Investigation of the pH dependent conformational changes of anthrax protective antigen and interactions with its cellular receptor

Abstract

Pathogenesis of anthrax is due primarily to the secretion of the anthrax toxin, a tripartite set of proteins that include protective antigen (PA), edema factor (EF), and lethal factor (LF). PA binds to the Von-Willebrand factor A (VWA) domain of a host cellular receptor and is then cleaved by a furin-like protease on the cell surface. Seven of such residues spontaneously oligomerizes to form a donut-shaped heptameric prepore. The prepore undergoes a major structural change at acidic pH that results in the formation of a membrane spanning pore, an event necessary for entry of EF and LF into the cell.
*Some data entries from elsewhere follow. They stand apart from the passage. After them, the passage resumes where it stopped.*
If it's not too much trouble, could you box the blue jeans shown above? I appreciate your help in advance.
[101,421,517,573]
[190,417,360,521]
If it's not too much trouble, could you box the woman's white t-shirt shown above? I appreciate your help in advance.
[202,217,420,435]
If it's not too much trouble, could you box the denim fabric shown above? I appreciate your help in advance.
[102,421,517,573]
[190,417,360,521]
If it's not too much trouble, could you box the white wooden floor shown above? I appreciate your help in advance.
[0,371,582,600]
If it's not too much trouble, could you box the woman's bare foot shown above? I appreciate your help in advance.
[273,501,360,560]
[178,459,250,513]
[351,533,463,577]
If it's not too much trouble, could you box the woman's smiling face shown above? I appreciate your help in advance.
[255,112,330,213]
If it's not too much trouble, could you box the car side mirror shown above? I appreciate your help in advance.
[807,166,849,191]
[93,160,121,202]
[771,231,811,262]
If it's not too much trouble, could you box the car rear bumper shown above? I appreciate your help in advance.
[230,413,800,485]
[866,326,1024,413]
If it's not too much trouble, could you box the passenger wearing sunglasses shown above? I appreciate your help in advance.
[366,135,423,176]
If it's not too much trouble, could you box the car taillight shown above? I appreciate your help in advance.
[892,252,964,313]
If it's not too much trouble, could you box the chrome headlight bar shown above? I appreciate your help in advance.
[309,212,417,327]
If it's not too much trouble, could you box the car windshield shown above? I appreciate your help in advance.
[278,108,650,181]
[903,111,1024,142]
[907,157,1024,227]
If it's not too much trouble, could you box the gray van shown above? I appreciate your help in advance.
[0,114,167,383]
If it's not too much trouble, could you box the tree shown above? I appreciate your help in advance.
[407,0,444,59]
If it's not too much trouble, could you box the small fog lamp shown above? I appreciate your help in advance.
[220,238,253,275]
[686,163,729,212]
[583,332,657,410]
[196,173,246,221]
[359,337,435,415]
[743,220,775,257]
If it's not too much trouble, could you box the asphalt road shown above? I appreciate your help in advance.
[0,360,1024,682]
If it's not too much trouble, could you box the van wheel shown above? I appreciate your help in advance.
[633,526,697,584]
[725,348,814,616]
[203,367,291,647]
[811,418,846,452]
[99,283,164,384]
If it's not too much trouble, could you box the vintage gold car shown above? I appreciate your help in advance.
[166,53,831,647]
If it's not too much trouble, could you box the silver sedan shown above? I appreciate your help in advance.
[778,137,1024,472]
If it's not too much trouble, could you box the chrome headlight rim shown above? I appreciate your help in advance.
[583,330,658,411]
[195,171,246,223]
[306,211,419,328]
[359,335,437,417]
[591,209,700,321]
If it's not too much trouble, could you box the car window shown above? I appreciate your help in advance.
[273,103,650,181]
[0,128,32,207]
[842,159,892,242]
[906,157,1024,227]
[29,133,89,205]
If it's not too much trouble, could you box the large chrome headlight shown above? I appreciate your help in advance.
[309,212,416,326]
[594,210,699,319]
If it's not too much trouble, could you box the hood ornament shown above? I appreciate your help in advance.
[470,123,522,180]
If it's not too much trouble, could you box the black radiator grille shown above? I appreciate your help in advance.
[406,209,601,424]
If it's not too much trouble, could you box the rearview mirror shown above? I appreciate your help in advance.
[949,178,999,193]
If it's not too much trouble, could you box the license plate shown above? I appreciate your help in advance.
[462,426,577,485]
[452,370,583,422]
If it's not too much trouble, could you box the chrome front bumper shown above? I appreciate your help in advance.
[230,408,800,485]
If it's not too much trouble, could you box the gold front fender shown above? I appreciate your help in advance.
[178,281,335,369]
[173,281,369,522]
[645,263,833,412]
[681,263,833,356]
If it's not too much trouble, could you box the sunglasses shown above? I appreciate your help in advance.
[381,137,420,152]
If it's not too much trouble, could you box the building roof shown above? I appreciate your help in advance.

Understanding the mechanism by which the protective antigen form a pore and translocate EF and LF could potentially guide the design of therapeutics aimed at preventing anthrax toxin entry. The work presented in this thesis is an attempt to understand the pH dependent conformational changes of the prepore and the interactions of PA with its cellular receptor capillary morphogenesis protein2 (CMG2). Results presented in this thesis is divided into 3 parts. Chapter 3 summarizes the role of the receptor in the event of pore formation. We provide direct evidence using 1-dimensional 13C edited 1H NMR to show that the receptor dissociates from heptameric prepore at low pH. Chapter 4 summarizes the role of His residues in pH dependent pore formation and the temporal relationship between domain 2 and domain 4 during the structural transition form a prepore to a membrane spanning pore at low pH. In this section we provide evidence that domains 2 and 4 come closer in contact upon pore formation. Chapter 5 discusses the influence of pH on binding of PA to the von Willebrand factor A domain of CMG2. Fluorescence Resonance Energy Transfer (FRET) has been used extensively in this section to show that the affinity of PA to CMG2 increases at low pH.